Activities That Are Good for the Brain

By Sharon Brock, MS, MEd and Donovan Giang

Activities That Are Good for the Brain

As children, many of us engaged in a variety of activities. From joining various sports teams to taking art or piano lessons or creating fantasy worlds with Legos, we always seemed to be learning something new. Not only were we following our impulse for fun, but participating in various hobbies was also excellent for our brain development.

Since the human brain tends to establish patterns, many adults fall into a state of “automatic pilot” and don’t challenge their brains as often as they did when they were children. Over time, when we no longer take on mental challenges, our brains begin to atrophy.

“Parents are constantly enrolling their children in different activities, but we aren’t doing that for ourselves as adults,” says neuropsychologist Shaliza Shorey, PsyD.
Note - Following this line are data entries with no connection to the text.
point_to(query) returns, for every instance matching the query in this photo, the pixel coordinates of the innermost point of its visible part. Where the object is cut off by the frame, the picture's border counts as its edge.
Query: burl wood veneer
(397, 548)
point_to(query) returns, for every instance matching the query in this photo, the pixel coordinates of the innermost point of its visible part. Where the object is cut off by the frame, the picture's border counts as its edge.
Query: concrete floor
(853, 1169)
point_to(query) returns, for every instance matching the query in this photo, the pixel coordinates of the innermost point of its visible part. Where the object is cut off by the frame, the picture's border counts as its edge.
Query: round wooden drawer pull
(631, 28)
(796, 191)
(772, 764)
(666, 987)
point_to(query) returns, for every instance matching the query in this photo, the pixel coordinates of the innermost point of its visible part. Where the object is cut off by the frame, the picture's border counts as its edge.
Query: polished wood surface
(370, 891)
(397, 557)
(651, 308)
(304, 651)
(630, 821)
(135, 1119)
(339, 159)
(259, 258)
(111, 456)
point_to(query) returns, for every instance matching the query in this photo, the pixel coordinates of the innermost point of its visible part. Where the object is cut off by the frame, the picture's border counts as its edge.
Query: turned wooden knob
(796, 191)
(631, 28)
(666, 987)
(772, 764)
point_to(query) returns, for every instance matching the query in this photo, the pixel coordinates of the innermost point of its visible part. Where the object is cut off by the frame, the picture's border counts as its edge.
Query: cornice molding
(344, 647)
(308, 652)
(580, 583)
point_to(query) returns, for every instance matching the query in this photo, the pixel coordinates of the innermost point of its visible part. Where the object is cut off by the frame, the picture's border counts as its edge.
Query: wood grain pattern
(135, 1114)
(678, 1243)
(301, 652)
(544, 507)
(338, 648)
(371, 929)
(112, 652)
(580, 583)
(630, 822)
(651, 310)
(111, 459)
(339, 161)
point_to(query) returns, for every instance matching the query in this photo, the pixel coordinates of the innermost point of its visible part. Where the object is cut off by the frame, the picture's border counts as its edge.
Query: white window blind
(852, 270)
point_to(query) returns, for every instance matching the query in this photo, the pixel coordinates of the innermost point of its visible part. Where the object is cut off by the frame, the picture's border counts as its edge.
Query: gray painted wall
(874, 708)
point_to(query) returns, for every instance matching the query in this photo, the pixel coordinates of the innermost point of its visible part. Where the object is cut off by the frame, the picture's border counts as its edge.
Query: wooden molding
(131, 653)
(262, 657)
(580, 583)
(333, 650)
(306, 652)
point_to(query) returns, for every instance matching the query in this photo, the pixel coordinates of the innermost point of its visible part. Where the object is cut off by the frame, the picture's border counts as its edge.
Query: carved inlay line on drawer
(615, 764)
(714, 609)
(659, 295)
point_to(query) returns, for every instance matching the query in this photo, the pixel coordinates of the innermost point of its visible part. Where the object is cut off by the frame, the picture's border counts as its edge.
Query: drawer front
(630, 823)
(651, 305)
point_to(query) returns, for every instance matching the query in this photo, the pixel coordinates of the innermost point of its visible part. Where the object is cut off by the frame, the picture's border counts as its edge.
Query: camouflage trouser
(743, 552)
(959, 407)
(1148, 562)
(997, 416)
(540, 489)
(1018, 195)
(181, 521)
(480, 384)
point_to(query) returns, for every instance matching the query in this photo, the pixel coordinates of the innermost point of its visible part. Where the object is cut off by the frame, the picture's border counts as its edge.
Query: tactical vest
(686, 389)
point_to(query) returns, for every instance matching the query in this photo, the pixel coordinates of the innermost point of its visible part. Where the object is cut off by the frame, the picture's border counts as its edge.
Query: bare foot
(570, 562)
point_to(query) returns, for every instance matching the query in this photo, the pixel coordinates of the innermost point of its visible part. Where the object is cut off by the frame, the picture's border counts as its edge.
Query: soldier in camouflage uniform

“For long-term brain health, I encourage adults to stay curious and playfully engage with a variety of hobbies simply for the sake of being in a state of creativity, which is so healthy for the brain,” says Dr. Shorey.

Pick Up a Hobby to Keep Your Brain Healthy

Whether we are doing daily crossword puzzles, taking a drawing class, or learning how to play pickleball, we are engaging different parts of the brain. Due to neuroplasticity, the brain’s ability to increase its volume and create new pathways between neurons, we can enhance our cognitive health by engaging in new activities.

Specifically, learning to play a musical instrument is an activity considered to increase volume in many brain regions, as playing an instrument involves multiple sensory and motor systems.  And, lifelong musical practice has been associated with a lower risk of dementia and cognitive impairment, as well as improved memory.

Another key activity for long-term brain health is creating art. Whether it’s drawing, painting, sculpture, or crafting, creating art can engage and strengthen different regions of the brain. Research shows that art therapy with older adults resulted in increased brain volume and improved memory.

“It’s important not to put pressure on ourselves as we are taking on new hobbies,” says Dr. Shorey. “If you’re taking a painting class, rather than striving to create the best possible painting, try to take it lightly and prioritize the brain benefits that are occurring while you’re engaged in the creative act of painting.


Practice of the Month

Engage with One Brain-Healthy Activity from Each Category:

1) Mental:

  • Learn a language – Download a language learning app on your smartphone.
  • Learn a musical instrument – Sign up for a weekly piano or ukulele class.
  • Brain puzzles – Do a crossword, Wordle, or Sudoku puzzle with your morning coffee.
  • Arts and crafts – Sign up for a class in sewing, painting, drawing, or photography.
  • Reading – Rather than watching television at night, read a book to learn something new while you’re winding down.
  • Multitask – While you’re cooking and mixing a dressing for your salad, try to remember how long the meat marinates and how many minutes the rolls need to be in the oven.
  • Put down the calculator – Do math problems in your head (then double-check your answer with the calculator).

2) Physical:

  • Group classes – Join a weekly class at your local recreation center, such as pickleball, ping pong, yoga, or dance.
  • Gardening – Design your dream garden with your favorite flowers or vegetables and learn the knowledge and skills to make them flourish.
  • Get your heart rate up – Go for a jog or brisk walk every day to circulate fresh blood to the brain. (Even better if you walk with a friend!)

3) Spiritual:

  • Meditation or Prayer – Spend the first 10 minutes of each day to intentionally create a sense of calm in the mind and body.
  • Mindfulness – Throughout the day, calm the nervous system by taking three deep breaths to bring your mind into the present moment.
  • Forest bathing – Take a quiet walk in nature and notice the beauty and peacefulness in your environment.